Está em curso, no mundo, o que se pode denominar de uma poderosa guerra psicológica (todas as guerras têm,no fundo, um aspecto eminentemente psicológico, a mentira), e a que está em curso pegou carona no mais importante sistema de comunicação surgido em toda história da humanidade, até a presente data, as chamadas redes sociais de comunicações, para alardearem o surgimento do vírus coronavírus (traduzindo do hispanhol para o português, vírus coroado ou vírus de coroa, por ser observado, através de microscópios, envolto por uma auréola, tipo uma coroa).

 

O coronavírus pertence a uma variação de vírus existentes no mundo com algumas mutações (diversas variedades que surgem, desaparecem por uns tempos, volta de novo e, essas mutações vêm envoltas numa espécie de auréola, coroa, daí porque chamado de coronavírus , sem consistência permanente e que surgem em aglomerados, em locais de baixa temperatura, como o caso dos estados gripais. Não existem remédios para estados gripais, para aniquilamento do vírus da gripe, mas antídotos, como vacinação, para atenuar seu mal estar febril, sendo os melhores, os chamados antitérmicos (baixar a febre, o fator mais importante) nas pessoas afetadas.

 

A China, de onde teria surgido os primeiros casos de contaminação humana pelo coronavírus, território com uma população de 15 milhões, como Wuhan, considerado expressivo centro tecnológico, da maior importância para o governo chinês que, devido às baixas temperaturas ambientais da região, com grande facilidade de expansão (contaminação) do vírus, fechou a região, suspendeu os trabalhos, paralisou a economia, sem se importar que uma grande parte da indústria consumidora de eletrônica mundial utilize materiais ali produzidos, principalmente na fabricação de equipamentos para indústria automobilística.

 

A ONU, através dos seus departamentos, como a Organização Mundial para a Saúde, a OCDE (Organização para Cooperação e Desenvolvimento Econômico) e outros, sob inspiração de países europeus, principalmente, contrários à política adotada pelo presidente americano, Donald Trump, com objetivo de abalar a estrutura da economia dos Estados Unidos, com a suspensão de fornecimento temporário de componentes eletrônicos, que deve durar o período até que venha o verão na China (Asia) o europeu e dos Estados Unidos.
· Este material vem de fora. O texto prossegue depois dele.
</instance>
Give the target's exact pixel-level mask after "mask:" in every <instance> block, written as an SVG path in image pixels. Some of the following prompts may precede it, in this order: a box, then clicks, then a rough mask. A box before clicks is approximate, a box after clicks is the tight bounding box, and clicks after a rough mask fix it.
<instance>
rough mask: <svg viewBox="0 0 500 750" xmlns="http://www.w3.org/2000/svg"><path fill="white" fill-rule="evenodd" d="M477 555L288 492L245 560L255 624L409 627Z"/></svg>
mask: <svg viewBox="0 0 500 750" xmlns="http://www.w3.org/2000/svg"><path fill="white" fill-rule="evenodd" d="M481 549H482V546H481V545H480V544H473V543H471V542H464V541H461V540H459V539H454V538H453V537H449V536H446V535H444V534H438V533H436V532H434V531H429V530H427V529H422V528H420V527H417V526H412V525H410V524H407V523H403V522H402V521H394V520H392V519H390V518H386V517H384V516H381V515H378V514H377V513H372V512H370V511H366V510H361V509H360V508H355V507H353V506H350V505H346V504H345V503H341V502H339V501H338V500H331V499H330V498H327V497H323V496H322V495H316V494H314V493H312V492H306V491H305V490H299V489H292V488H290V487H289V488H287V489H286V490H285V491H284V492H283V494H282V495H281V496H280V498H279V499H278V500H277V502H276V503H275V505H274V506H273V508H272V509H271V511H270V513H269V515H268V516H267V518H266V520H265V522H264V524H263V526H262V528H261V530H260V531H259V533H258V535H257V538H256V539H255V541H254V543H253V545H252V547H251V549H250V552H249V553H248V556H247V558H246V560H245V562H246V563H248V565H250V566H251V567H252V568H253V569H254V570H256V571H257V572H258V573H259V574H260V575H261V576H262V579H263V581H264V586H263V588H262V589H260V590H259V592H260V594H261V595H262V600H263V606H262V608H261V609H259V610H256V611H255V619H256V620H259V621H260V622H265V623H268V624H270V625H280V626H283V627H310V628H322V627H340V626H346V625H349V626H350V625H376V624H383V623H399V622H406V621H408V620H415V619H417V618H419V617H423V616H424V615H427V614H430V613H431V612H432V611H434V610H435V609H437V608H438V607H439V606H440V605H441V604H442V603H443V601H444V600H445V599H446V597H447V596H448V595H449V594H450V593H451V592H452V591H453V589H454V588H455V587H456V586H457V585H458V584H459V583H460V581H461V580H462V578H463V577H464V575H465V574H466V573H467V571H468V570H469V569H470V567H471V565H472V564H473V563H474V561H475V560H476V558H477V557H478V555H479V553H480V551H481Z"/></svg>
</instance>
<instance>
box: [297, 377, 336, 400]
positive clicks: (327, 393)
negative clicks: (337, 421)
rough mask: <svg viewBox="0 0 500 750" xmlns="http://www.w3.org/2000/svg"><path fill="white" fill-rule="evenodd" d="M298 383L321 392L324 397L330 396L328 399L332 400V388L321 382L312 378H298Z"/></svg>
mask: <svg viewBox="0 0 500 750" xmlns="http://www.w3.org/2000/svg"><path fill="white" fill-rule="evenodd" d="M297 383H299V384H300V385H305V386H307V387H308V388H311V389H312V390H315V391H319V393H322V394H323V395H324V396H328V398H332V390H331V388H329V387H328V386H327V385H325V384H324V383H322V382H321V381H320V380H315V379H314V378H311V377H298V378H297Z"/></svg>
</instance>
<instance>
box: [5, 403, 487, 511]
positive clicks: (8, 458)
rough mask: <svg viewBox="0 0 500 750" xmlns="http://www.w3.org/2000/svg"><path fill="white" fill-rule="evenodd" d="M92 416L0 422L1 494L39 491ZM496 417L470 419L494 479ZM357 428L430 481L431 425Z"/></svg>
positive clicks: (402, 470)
A China precisa colocar sua máquina de produção para efeito de exportação para o mundo, a custos altamente subsidiados, para poder alimentar uma população que vive em extrema pobreza e que gira em torno de 600 milhões de pessoas, habitantes das regiões mais inóspitas do mundo e que as autoridades chinesas gostam de falar muito pouco a respeito de sua existência. A expansão do coronavírus nessas partes degradantes da China foi uma tragédia (Não há informações sobre o que está acontecendo lá). As autoridades chinesas não divulgam.

 

No panorama mundial fora da China, os casos de pessoas contaminadas pelo coronavírus é extremamente pequeno. O alarde vai por conta dos órgãos da ONU, de governos interessados em espalhar notícias falsas (fake news) e, da imprensa que quer fazer tudo para o Trump perder a eleição, capaz até de dizerem que Trump que mandou fabricar o coronavirus, para prejudicar os chineses.

 

 

Segundo o Ministério da Saúde do Brasil, o número de fake news cresceu tanto que o governo passou a monitorar diariamente as  6.500 mensagens recebidas e analisadas (em textos, fotos e vídeos), entre 22 de janeiro e 27 de fevereiro, 90% eram sobre o novo vírus. Desse total, 85% (cerca de 5 mil) eram falsas.

 

No fundo, a grande tacada do alardeamento do coronavírus é desviar a atenção das eleições dos Estados Unidos, daí o uso dos candidatos pelo partido democrata (o PT americano) é a volta do programa assistencial de saúde para a população pobre, criado por Obama e extinto por Trump.